MedSimAI: Simulation and Formative Feedback Generation to Enhance Deliberate Practice in Medical Education
Hicke, Yann, Geathers, Jadon, Rajashekar, Niroop, Chan, Colleen, Jack, Anyanate Gwendolyne, Sewell, Justin, Preston, Mackenzi, Cornes, Susannah, Shung, Dennis, Kizilcec, Rene
Medical education faces challenges in scalability, accessibility, and consistency, particularly in clinical skills training for physician-patient communication. Traditional simulation-based learning, while effective, is resource-intensive, difficult to schedule, and often highly variable in feedback quality.
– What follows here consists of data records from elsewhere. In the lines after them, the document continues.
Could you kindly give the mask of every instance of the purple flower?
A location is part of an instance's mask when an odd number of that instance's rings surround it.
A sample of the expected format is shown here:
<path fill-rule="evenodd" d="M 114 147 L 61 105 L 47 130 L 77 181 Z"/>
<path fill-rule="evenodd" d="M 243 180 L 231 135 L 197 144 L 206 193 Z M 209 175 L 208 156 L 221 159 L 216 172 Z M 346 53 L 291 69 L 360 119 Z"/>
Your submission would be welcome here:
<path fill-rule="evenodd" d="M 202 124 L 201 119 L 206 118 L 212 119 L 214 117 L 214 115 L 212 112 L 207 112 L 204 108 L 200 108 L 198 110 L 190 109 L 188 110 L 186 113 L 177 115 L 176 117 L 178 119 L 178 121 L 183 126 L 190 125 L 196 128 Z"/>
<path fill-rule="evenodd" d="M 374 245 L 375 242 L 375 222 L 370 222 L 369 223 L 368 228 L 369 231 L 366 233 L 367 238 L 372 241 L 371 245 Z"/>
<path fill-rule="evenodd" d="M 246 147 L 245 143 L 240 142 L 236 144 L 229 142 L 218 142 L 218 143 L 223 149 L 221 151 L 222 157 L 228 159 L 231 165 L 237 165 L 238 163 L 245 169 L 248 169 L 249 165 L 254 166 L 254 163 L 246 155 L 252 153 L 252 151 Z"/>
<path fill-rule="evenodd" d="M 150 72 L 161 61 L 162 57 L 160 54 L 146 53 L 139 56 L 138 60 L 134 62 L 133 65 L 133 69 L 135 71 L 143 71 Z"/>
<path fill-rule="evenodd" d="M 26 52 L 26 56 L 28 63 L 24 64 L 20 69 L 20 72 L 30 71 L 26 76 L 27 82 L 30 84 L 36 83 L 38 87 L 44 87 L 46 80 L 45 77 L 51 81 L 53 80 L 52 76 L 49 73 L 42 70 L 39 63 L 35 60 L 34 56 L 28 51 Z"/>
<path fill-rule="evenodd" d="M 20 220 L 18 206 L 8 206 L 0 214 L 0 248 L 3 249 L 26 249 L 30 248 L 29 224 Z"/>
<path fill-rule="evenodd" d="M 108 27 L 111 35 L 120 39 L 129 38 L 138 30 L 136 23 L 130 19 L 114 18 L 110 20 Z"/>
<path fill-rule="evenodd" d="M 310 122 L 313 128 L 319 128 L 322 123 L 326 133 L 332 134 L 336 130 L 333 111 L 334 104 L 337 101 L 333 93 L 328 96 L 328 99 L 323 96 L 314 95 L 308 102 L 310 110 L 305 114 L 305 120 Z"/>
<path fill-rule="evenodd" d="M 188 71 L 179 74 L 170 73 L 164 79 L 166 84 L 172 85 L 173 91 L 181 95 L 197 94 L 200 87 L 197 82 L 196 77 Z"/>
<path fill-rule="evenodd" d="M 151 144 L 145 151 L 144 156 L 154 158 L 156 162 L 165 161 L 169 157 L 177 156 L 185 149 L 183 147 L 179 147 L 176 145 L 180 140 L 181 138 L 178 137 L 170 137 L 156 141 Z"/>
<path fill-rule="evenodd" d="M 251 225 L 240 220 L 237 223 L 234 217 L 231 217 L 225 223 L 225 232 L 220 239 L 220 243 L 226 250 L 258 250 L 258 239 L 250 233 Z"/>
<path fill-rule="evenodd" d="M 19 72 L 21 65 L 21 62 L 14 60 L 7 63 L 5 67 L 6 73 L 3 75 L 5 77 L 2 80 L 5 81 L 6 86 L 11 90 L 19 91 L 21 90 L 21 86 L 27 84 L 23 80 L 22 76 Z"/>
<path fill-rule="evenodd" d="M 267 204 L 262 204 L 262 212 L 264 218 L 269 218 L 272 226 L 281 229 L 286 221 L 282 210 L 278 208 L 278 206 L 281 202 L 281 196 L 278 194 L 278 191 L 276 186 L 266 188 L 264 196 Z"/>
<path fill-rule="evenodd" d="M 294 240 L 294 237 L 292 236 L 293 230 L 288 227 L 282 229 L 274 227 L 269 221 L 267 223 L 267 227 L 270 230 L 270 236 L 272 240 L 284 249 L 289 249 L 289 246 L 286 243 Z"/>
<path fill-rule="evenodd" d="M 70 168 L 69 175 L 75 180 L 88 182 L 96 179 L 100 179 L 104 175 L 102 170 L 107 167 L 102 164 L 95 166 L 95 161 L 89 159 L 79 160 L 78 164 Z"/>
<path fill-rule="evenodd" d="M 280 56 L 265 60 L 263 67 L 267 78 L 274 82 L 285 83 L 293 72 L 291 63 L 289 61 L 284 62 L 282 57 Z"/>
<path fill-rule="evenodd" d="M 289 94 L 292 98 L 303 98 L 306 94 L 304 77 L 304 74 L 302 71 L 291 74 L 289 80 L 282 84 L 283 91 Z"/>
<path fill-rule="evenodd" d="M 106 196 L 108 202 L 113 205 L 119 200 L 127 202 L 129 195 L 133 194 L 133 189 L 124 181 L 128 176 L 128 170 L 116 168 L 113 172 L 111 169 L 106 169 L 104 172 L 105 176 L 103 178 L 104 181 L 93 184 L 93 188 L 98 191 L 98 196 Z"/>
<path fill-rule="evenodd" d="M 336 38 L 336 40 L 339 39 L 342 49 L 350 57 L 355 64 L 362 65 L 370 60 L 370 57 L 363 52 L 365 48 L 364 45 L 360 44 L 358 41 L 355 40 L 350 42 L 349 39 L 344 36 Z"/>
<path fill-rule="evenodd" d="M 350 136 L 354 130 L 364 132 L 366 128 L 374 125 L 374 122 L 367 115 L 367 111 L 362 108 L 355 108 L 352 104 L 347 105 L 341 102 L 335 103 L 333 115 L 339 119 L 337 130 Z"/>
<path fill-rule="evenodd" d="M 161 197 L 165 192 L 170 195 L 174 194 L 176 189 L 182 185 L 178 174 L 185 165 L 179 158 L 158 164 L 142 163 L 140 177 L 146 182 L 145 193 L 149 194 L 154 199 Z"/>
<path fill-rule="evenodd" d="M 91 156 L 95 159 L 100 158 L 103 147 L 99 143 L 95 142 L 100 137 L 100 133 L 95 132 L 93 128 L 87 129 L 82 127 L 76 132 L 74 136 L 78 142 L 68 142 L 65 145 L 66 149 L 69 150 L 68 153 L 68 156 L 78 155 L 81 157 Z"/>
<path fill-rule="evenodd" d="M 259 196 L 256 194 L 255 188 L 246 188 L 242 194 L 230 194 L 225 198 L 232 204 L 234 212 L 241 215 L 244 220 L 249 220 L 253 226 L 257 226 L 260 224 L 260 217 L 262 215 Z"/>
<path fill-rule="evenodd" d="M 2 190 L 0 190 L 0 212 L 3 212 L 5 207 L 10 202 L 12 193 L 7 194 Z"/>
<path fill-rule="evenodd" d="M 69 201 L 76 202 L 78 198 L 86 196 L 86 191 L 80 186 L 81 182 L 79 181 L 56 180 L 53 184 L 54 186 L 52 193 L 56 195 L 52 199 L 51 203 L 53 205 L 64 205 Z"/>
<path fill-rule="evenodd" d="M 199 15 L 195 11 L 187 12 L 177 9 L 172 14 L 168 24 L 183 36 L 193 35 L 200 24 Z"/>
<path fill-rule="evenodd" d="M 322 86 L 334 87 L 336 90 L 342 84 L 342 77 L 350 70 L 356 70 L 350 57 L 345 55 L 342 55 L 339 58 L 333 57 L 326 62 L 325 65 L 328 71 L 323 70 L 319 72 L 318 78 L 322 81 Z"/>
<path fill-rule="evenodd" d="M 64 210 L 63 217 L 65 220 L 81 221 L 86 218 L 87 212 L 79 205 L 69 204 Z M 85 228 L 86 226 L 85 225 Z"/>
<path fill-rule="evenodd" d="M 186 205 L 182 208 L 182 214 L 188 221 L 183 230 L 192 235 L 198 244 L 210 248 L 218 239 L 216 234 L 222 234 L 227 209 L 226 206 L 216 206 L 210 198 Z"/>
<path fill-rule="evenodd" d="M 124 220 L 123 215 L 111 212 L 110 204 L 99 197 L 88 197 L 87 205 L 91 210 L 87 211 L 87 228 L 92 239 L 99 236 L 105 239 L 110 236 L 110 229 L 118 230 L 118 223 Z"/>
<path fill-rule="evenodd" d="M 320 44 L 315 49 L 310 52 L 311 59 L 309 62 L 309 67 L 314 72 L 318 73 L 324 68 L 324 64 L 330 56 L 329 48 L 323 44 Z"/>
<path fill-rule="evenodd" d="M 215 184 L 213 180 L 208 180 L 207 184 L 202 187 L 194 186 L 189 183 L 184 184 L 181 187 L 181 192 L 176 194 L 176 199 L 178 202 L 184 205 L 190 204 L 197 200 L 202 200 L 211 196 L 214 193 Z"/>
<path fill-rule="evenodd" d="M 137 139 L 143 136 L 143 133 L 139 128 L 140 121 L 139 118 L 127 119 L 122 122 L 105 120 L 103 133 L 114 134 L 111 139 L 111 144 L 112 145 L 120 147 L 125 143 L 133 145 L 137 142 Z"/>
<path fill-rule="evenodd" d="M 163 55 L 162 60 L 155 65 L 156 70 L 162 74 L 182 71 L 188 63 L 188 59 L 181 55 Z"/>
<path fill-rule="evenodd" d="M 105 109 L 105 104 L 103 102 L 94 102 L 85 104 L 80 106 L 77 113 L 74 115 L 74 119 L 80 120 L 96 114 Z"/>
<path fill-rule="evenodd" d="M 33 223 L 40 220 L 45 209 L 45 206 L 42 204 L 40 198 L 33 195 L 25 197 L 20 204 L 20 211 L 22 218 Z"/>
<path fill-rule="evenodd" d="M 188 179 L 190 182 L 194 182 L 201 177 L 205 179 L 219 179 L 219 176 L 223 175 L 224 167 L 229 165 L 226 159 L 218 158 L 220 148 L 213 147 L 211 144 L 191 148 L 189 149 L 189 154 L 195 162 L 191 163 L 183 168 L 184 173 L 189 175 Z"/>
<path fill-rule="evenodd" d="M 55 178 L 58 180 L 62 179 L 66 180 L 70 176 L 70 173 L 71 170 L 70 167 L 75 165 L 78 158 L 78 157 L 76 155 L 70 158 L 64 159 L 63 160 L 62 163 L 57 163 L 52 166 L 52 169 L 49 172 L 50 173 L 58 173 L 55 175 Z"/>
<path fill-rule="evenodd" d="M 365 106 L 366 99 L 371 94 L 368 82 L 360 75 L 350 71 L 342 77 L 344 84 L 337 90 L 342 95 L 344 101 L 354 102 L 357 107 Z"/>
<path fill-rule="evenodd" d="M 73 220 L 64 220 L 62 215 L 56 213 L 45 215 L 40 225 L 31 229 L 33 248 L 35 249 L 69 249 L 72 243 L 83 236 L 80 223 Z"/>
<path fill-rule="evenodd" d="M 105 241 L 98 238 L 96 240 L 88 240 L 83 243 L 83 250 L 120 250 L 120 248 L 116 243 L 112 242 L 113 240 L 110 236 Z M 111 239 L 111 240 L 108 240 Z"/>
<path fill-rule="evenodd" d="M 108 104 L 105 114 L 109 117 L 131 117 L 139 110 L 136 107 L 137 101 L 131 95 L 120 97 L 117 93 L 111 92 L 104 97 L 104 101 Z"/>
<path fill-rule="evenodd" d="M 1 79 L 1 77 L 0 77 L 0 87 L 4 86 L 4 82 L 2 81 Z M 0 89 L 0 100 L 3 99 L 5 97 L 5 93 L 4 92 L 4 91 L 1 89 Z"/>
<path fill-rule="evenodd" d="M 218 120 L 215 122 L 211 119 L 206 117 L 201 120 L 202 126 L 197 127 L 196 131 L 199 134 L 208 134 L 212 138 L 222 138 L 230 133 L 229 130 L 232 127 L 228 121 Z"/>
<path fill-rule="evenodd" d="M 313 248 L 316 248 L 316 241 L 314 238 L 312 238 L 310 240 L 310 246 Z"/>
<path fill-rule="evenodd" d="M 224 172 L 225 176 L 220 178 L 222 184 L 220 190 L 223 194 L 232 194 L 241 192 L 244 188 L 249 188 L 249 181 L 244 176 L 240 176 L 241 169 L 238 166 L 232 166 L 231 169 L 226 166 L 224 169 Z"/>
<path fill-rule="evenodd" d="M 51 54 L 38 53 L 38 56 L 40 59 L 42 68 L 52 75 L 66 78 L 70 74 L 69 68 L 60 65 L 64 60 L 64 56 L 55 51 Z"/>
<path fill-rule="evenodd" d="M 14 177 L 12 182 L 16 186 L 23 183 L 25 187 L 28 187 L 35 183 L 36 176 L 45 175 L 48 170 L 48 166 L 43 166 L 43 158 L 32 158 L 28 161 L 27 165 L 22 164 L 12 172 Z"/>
Through a collaboration between AI, learning science, and medical education experts, we co-developed MedSimAI, an AI-powered simulation platform that enables deliberate practice, self-regulated learning (SRL), and automated assessment through interactive patient encounters. Leveraging large language models (LLMs), MedSimAI generates realistic clinical interactions and provides immediate, structured feedback using established medical evaluation frameworks such as the Master Interview Rating Scale (MIRS). In a pilot study with 104 first-year medical students, we examined engagement, conversation patterns, and user perceptions. Students found MedSimAI beneficial for repeated, realistic patient-history practice. Conversation analysis revealed that certain higher-order skills were often overlooked, though students generally performed systematic histories and empathic listening. By integrating unlimited practice opportunities, real-time AI assessment, and SRL principles, MedSimAI addresses key limitations of traditional simulation-based training, making high-quality clinical education more accessible and scalable.